Enfin et c’est peut-être le point le plus important pour nous, écologistes, ce programme de stabilité, tel que vous nous le proposez, n’est pas compatible avec notre projet européen. Car la politique d’allègements de charges pour les entreprises que vous souhaitez mettre en oeuvre, ce n’est pas pour concurrencer nos amis indiens ou chinois. Vous le savez, un indien gagne en moyenne 28 fois moins qu’un salarié français, et le pacte de responsabilité ne représentera qu’une baisse de 4 % du coût du travail. Non, ce que vous engagez là c’est une compétition contre nos partenaires européens, une course à celui qui aura le coût du travail le plus faible pour grappiller quelques parts de marché. Avec ce pacte, nous rentrons donc là dans une compétition déflationniste contre nos partenaires européens. Est-ce là le projet que nous avons pour l’Europe ? La compétition de tous contre tous ? La voix de la France ne devrait-elle pas s’élever au contraire en Europe pour demander l’assouplissement de cette politique d’austérité généralisée et l’harmonisation sociale à la hausse pour éviter le dumping social intra-européen?

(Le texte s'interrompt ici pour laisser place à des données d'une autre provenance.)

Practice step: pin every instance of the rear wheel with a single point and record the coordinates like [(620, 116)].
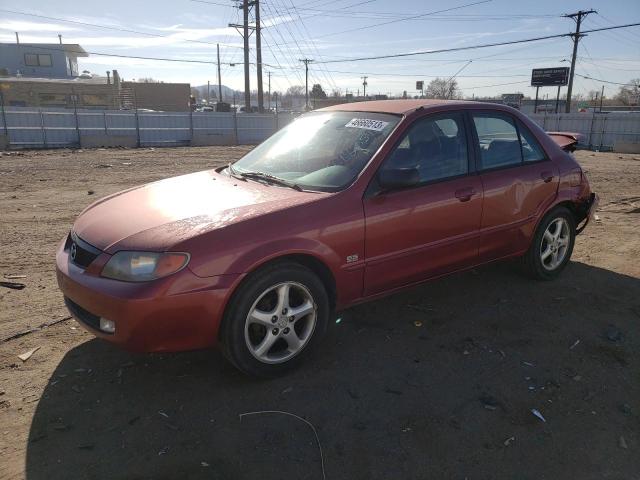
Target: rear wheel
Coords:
[(552, 245), (275, 318)]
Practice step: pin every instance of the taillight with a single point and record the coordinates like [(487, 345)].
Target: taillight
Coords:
[(575, 177)]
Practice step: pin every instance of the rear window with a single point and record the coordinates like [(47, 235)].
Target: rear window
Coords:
[(531, 149), (498, 140)]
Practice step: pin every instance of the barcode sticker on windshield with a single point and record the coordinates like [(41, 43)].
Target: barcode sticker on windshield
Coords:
[(367, 124)]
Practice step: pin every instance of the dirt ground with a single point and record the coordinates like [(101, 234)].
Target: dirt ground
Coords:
[(436, 382)]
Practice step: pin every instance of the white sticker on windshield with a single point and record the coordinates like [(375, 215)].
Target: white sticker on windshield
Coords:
[(366, 123)]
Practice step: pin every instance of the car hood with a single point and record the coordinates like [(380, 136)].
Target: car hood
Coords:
[(160, 215)]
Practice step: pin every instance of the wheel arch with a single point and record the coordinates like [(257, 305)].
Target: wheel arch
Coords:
[(312, 262)]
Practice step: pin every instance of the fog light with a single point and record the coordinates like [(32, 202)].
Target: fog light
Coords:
[(107, 326)]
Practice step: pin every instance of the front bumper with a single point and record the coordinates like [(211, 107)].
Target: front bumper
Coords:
[(175, 313), (588, 211)]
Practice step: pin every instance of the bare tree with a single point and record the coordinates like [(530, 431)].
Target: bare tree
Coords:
[(295, 91), (443, 89), (629, 94), (317, 91)]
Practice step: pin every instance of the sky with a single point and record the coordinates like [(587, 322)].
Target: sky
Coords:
[(328, 30)]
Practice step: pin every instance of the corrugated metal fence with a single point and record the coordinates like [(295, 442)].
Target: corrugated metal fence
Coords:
[(50, 128), (59, 127), (601, 131)]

En conclusion, vous l’avez compris, Monsieur le premier ministre, nous ne pourrons soutenir votre programme de stabilité

Parce que le rythme de réduction des déficits que vous nous proposez pèse de façon trop lourde sur l’emploi

Parce qu’il ne nous laisse pas de marges de manœuvre pour financer des mesures en faveur des ménages les plus modestes, ni les investissements nécessaires dans la transition écologique,

Parce que notre projet européen, ça n’est pas, et ça ne peut pas être, la compétition déflationniste.